Все это не меняет ситуации с издательскими начинаниями Румянцевского музея в 1920 году, но дает некоторые дополнительные штрихи к пониманию позиции Георгиевского. Если он надеялся на полное взаимопонимание с потомками Пушкина в отношении его дневника и писем, то нет основания думать, что он не мог рассчитывать на то же и в отношении писем Натальи Николаевны. Зачем же тогда тщательно уничтожать упоминание о них? Если же, полагая, что ГА. Пушкин исчез в пламени гражданской войны, он собирался поступать, не опираясь уже на его согласие, то не было ли еще больше оснований для решения рассекретить и обнародовать письма не только его деда, но и бабушки? Однако так не случилось.
На этих по-прежнему открытых вопросах я и прервусь в «пушкинском» моем сюжете.
В заключение еще несколько слов. В 1986 году друг нашей семьи американский историк, профессор Т. Эммонс издал в английском переводе хранящийся в Гуверовском институте (Стэнфорд, Калифорния) дневник Юрия Владимировича Готье за 1917—1922 годы*. Когда Терри прислал нам экземпляр, я, с интересом прочтя его, не подумала тогда о пушкинских изданиях музея в те времена. И только сейчас, вернувшись через много лет к этому сюжету, снова открыла этот том. И что же? В трагической и бурной действительности тех лет подобные мирные темы так мало занимали автора дневника, что ни одного упоминания о них нет. Между тем дневник Готье настолько откровенен, настолько противоречит элементарной осторожности, настолько обращен к судьбам всего и всех, символизирующих прежнюю Россию, что — у меня нет сомнения, - если бы имела место хоть какая-нибудь щекотливая коллизия со спасением или возвращением находящимся в эмиграции наследникам чего-либо из пушкинского наследия, то она обязательно отразилась бы в записях.
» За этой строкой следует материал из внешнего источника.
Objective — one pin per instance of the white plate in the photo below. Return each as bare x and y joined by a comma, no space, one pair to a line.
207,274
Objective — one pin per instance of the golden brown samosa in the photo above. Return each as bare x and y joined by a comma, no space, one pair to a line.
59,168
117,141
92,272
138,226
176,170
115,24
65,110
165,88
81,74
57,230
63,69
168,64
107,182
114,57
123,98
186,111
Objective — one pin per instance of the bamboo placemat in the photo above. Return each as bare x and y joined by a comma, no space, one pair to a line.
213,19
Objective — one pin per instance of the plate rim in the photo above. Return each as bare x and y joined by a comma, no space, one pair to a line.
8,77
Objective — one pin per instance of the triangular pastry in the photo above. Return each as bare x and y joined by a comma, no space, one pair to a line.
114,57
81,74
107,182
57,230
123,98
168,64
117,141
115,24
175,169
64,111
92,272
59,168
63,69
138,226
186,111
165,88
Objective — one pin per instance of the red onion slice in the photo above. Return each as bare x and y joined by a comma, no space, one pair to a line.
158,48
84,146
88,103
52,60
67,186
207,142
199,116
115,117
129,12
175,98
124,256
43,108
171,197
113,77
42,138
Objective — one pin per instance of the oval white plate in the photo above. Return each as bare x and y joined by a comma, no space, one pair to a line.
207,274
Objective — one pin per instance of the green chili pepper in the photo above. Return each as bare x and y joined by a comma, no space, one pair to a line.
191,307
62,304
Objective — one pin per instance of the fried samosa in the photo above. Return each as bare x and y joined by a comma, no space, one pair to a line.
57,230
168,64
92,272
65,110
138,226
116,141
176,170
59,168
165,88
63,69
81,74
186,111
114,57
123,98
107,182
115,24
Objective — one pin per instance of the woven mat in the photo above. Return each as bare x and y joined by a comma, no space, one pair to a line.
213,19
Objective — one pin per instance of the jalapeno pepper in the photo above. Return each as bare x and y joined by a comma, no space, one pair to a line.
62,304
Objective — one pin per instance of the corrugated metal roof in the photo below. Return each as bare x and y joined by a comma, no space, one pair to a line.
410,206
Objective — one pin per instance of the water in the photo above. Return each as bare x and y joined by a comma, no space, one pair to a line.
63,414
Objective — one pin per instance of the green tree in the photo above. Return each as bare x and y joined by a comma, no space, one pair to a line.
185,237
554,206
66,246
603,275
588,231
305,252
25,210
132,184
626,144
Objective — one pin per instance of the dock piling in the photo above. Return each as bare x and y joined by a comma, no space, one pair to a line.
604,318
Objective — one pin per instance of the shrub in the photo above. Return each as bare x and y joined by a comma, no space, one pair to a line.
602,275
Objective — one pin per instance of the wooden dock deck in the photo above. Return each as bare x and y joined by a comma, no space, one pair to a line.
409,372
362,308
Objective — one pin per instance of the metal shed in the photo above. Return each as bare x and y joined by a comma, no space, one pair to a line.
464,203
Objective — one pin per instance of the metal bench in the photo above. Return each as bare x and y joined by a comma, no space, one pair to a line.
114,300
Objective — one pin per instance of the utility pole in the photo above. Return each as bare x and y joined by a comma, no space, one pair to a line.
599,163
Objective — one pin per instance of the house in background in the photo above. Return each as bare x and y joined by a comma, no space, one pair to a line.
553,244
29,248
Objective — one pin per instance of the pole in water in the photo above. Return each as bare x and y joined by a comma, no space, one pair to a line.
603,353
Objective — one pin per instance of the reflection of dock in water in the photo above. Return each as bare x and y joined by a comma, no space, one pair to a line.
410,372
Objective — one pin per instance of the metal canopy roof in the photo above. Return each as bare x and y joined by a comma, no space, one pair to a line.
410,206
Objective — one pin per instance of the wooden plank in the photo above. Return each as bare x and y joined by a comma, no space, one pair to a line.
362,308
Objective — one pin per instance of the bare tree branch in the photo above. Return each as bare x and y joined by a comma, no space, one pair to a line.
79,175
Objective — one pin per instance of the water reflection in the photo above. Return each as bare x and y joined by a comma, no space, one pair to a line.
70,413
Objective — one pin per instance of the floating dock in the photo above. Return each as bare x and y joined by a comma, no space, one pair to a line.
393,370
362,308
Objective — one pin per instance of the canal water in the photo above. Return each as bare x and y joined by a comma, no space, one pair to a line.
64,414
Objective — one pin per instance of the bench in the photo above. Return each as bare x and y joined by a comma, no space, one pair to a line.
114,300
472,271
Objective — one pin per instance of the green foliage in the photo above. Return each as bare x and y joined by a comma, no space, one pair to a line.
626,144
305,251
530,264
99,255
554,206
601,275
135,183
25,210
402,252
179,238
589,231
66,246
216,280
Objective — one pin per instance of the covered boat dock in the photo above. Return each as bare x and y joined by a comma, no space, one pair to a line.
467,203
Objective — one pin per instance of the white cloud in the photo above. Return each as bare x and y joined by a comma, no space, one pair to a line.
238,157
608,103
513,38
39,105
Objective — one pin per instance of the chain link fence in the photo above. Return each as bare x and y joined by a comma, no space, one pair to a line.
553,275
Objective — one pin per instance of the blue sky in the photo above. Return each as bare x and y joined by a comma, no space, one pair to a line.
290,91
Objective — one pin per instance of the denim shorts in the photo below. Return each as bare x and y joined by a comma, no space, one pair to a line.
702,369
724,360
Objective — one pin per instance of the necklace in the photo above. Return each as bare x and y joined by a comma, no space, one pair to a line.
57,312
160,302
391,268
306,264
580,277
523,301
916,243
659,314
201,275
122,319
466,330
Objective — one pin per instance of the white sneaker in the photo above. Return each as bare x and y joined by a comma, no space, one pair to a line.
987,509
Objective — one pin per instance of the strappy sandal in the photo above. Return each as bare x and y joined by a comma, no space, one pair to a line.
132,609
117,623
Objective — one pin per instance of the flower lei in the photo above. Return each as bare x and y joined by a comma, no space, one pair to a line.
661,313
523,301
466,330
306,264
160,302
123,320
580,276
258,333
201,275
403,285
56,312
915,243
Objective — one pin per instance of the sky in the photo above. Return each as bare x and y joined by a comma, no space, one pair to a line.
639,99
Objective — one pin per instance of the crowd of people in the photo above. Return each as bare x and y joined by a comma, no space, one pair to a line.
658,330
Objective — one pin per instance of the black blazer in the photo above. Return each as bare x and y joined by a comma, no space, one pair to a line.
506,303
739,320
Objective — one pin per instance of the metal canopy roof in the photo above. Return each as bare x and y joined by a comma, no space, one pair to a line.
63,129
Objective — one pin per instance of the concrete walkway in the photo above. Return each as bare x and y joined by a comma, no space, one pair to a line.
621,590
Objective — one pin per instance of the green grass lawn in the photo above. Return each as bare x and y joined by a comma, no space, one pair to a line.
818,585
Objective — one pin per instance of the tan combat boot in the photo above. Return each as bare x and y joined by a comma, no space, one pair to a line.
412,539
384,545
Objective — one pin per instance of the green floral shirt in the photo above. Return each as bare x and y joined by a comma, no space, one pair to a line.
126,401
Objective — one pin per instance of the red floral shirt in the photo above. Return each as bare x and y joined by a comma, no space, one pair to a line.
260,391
У Готье не раз упомянуты все персонажи, которые могли быть к этому причастны: и Георгиевский, и Виноградов, и Романов, и остававшийся еще в 1920 году директором музея В.Д. Голицын, - но ни слова о Пушкине и хотя бы его дневнике. Мне кажется, что это еще один аргумент, разрушающий версию о хранении писем Натальи Николаевны в Румянцевском музее и исчезновении их оттуда.